In 2002, the Masons decided to sell the building and approached Mr. Stevens to handle the auction of it. He agreed, and it changed his life. “I personally guaranteed a selling price of one hundred thousand dollars,” he recalled, “but when nobody bid that, I said, ‘Well, it looks like I just bought myself a mansion.’” From 2002-2006 he held auctions there, but lived elsewhere.

When the fire in June 2006 caused some damage to the home, Mr. Stevens was faced with a choice: roll up his sleeves and renovate and restore it, or let it go to the wrecking ball. “I decided to save it,” he said. “It was actually a fairly easy decision, since I was already involved in the restoration of several other historic buildings in Aberdeen. It was just another major project.”

In 2008, Mr. Stevens moved into the mansion, this time as its sole resident (his auction business was, and still is, thriving, at 609 North Meridian Street). New appointments included a Cornelius gasolier (cost: $40,000), expensive draperies, $25,000 plantation shutters, a Prudent Mallard bed, Mitchell & Rammelsberg bedroom suites and an Empire dining room table that’s 15 ½ feet long.
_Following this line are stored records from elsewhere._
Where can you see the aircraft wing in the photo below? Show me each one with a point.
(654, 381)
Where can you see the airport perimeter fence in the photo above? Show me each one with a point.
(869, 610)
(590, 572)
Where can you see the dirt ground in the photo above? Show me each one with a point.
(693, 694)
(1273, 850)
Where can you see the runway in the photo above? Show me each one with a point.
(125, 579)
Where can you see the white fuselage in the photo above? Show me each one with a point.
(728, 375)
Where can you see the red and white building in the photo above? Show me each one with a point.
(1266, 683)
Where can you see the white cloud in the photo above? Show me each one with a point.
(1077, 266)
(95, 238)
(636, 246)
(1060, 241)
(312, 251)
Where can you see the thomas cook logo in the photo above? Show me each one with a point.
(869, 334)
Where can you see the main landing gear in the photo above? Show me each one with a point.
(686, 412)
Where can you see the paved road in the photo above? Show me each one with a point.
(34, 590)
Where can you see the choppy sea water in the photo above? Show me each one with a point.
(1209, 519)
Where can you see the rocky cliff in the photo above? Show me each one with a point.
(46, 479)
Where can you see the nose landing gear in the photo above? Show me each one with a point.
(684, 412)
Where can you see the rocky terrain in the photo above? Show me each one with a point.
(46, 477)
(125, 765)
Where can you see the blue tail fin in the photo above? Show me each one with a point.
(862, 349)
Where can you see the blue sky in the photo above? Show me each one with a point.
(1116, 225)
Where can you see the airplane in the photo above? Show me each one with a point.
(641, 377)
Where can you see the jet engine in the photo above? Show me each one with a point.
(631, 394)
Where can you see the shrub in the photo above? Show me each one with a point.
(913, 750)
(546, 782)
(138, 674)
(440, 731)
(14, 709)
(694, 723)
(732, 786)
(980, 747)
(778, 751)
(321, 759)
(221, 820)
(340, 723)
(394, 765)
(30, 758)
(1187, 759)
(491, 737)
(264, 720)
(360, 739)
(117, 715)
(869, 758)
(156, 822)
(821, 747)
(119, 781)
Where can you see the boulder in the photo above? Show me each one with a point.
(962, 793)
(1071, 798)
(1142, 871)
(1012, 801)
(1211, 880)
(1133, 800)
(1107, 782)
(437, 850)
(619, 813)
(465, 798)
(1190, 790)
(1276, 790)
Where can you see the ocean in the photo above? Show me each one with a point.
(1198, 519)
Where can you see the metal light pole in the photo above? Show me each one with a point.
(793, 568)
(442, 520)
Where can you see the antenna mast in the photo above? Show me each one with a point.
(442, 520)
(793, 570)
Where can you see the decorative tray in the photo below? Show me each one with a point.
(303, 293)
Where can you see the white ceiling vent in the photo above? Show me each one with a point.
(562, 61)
The house has the original mantel, heavy crown molding and a spiral staircase that spirals from the 1st to the 2nd floor and then again from the 2nd to the 3rd floor. All the rooms are tastefully done, with period accessories. The windows have heavy custom drapes and all the rooms have period 19th century chandeliers and gasoliers (which would be included in the purchase price).

Over the last ten years, many modern updates have been made to the mansion, to including new electric, plumbing, storm windows, insulation, three units of central heating and air and hot water on demand on the third floor. The home is comfortable twelve months of the year, with very reasonable utility bills. “Upkeep is no more than any home of its size,” Mr. Stevens remarked.

Interestingly, the Adams French mansion is only standing today because, during the Civil War, the Union General William T. Sherman got sidetracked on his scorched-earth march through Mississippi, leaving Aberdeen and several other Mississippi towns intact. It was a fortunate twist of fate, as lovely antebellum structures like Adams French are a large slice of American history.

Anyone interested in buying the Adams French mansion may call Dick Leike of Crye-Leike Realtors, at (901) 486-2070. “I have over one million dollars invested in Adams French and its grounds,” Stevens said. “I hope to find a buyer who will take over the mansion and church and live there or share with the community by opening it to pilgrimage and community events.”